Senator Kirsten Gillibrand (D-NY) admitted during the November 17 edition of This Week on ABC that the president and fellow Democrats knew that Americans would lose their health insurance. "We all knew," she said.

When the president uttered his now infamous lie: “If you like your health insurance, you can keep it” (36 times), did Democrats feel even a twinge of guilt as they nodded and applauded?  Just once one of them could have mentioned the truth. “Ahem, Mr. President, you really should be saying – if I like your insurance, you can keep it.”

Now that millions of Americans in the individual market have lost their insurance, the truth is out.  Now that millions of Americans in the individual market have lost their insurance, the truth is out. The Administration predicted 80 million Americans who get insurance at work are next in line to experience cancellation letters and the prospect of having to buy more expensive policies through the dysfunctional Obamacare exchanges.                                      

The President is now saying that those who have lost or are about to lose their health insurance can keep it for another year. Lucky us. Even as he makes the new pledge he is threatening to veto a guarantee passed by the House of Representatives that Americans people can keep their insurance for as long as they want.  It is no wonder that a Quinnipiac University poll recently found that 52% of the American public believes President Obama is not honest or trustworthy.
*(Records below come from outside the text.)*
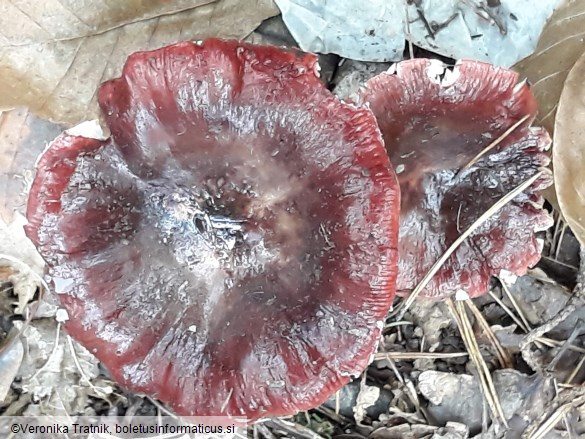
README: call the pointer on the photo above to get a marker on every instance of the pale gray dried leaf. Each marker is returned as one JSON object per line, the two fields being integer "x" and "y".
{"x": 559, "y": 47}
{"x": 10, "y": 360}
{"x": 50, "y": 374}
{"x": 55, "y": 53}
{"x": 498, "y": 32}
{"x": 569, "y": 150}
{"x": 19, "y": 253}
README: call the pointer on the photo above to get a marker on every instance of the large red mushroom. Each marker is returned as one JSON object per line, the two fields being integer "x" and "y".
{"x": 231, "y": 248}
{"x": 460, "y": 139}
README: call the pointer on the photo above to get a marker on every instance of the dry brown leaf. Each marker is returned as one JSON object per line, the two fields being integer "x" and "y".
{"x": 560, "y": 45}
{"x": 54, "y": 53}
{"x": 22, "y": 138}
{"x": 569, "y": 150}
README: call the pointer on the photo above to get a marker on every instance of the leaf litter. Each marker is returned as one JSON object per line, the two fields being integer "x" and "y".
{"x": 428, "y": 385}
{"x": 49, "y": 53}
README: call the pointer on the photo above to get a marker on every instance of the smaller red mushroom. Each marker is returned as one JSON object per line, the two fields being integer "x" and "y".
{"x": 460, "y": 140}
{"x": 231, "y": 249}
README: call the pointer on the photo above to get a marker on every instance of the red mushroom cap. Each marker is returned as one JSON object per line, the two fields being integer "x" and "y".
{"x": 434, "y": 121}
{"x": 231, "y": 249}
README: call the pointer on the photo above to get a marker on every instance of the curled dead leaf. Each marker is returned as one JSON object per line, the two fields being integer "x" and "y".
{"x": 559, "y": 46}
{"x": 22, "y": 138}
{"x": 53, "y": 54}
{"x": 569, "y": 150}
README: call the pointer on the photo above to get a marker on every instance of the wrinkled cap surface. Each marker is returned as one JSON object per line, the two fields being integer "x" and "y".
{"x": 434, "y": 121}
{"x": 231, "y": 249}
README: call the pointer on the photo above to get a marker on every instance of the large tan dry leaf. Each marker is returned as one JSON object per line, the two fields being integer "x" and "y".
{"x": 560, "y": 45}
{"x": 54, "y": 53}
{"x": 22, "y": 138}
{"x": 569, "y": 150}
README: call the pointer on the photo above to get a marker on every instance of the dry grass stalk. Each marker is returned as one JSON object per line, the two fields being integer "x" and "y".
{"x": 484, "y": 375}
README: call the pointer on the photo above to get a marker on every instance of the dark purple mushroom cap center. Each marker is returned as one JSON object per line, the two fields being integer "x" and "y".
{"x": 231, "y": 249}
{"x": 434, "y": 121}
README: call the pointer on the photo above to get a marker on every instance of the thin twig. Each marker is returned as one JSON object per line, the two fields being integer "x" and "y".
{"x": 576, "y": 300}
{"x": 503, "y": 355}
{"x": 483, "y": 218}
{"x": 483, "y": 373}
{"x": 512, "y": 300}
{"x": 492, "y": 145}
{"x": 507, "y": 311}
{"x": 418, "y": 355}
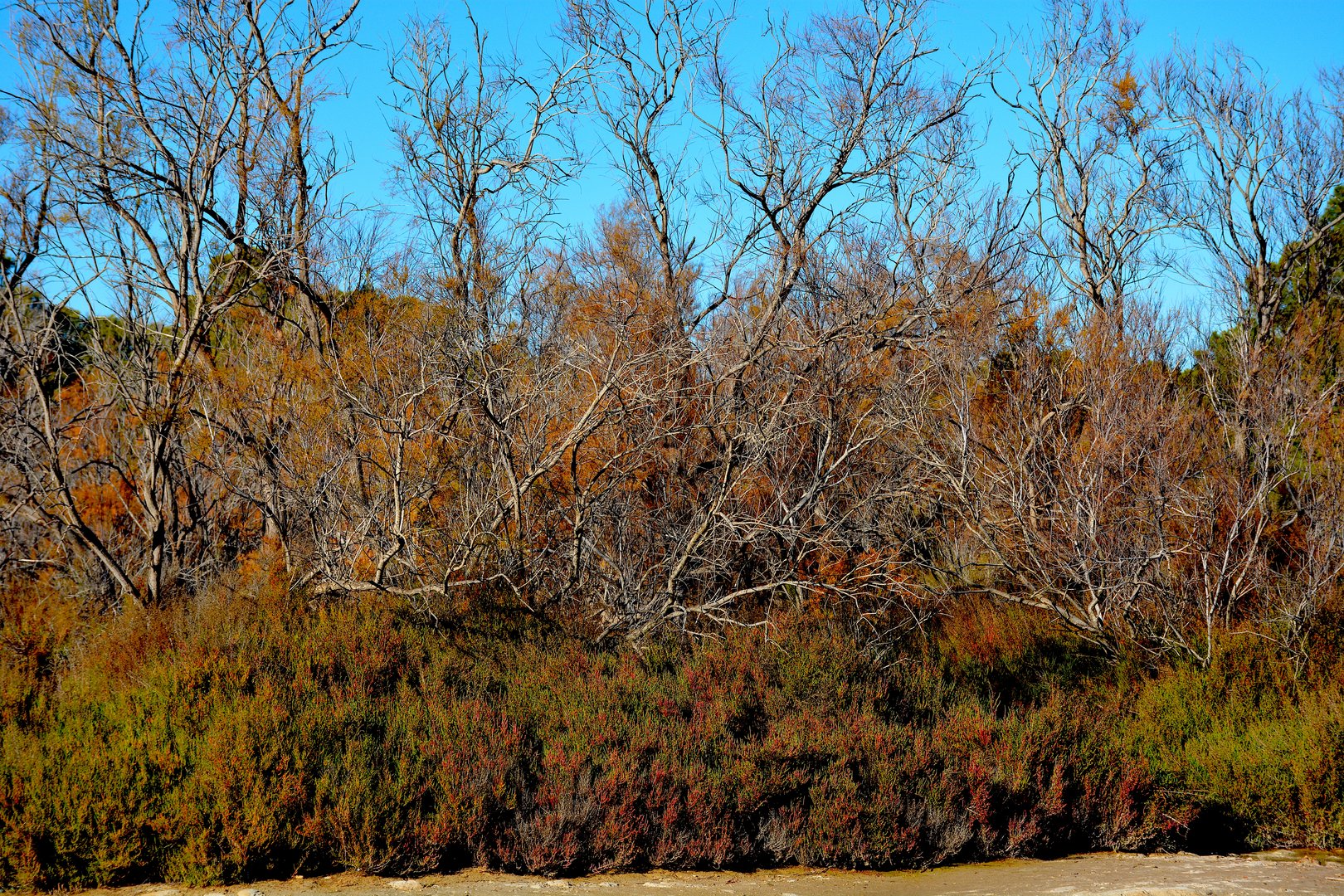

Even liberal comedian Jon Stewart has called the president “somewhat dishonest” about healthcare.

“Somewhat dishonest” is nice way of saying President Obama deceived the American people. The Oxford Dictionary defines deceit as “the action or practice of deceiving someone by concealing or misrepresenting the truth.” It is clear now that the President and allies in Congress knowingly and intentionally misrepresented the truth in order to sell the law to the skeptical public.

Misrepresenting isn’t the same as misspeaking as President Obama and allies originally contended. Saying one as visited 57 states or adding an extra syllable to the word “nuclear” are examples of a harmless misspoken word. Misrepresenting the truth isn’t like accidently breaking a pledge. When President HW Bush said, “Read my lips, no new taxes,” he meant it. He later reneged on that pledge and paid the price for breaking his promise. By contrast, when President Obama said we could keep our insurance, he knew that some 93 million would likely lose their coverage.

Misrepresenting the truth isn’t just an exaggeration like Al Gore’s statement “I took the initiative in creating the Internet.” Gore had pushed legislation to fund commercial application of the nascent internet. He was guilty of hyperbole not deceit.

In the history of political lies, this misrepresentation belongs with Nixon’s “in all of my years of public life I have never obstructed justice.” However, whereas Nixon and friends paid the consequence for the lying forty years ago, the American people are paying the price for the current political lie about Obamacare.

The truth is out but the fallout has just begun.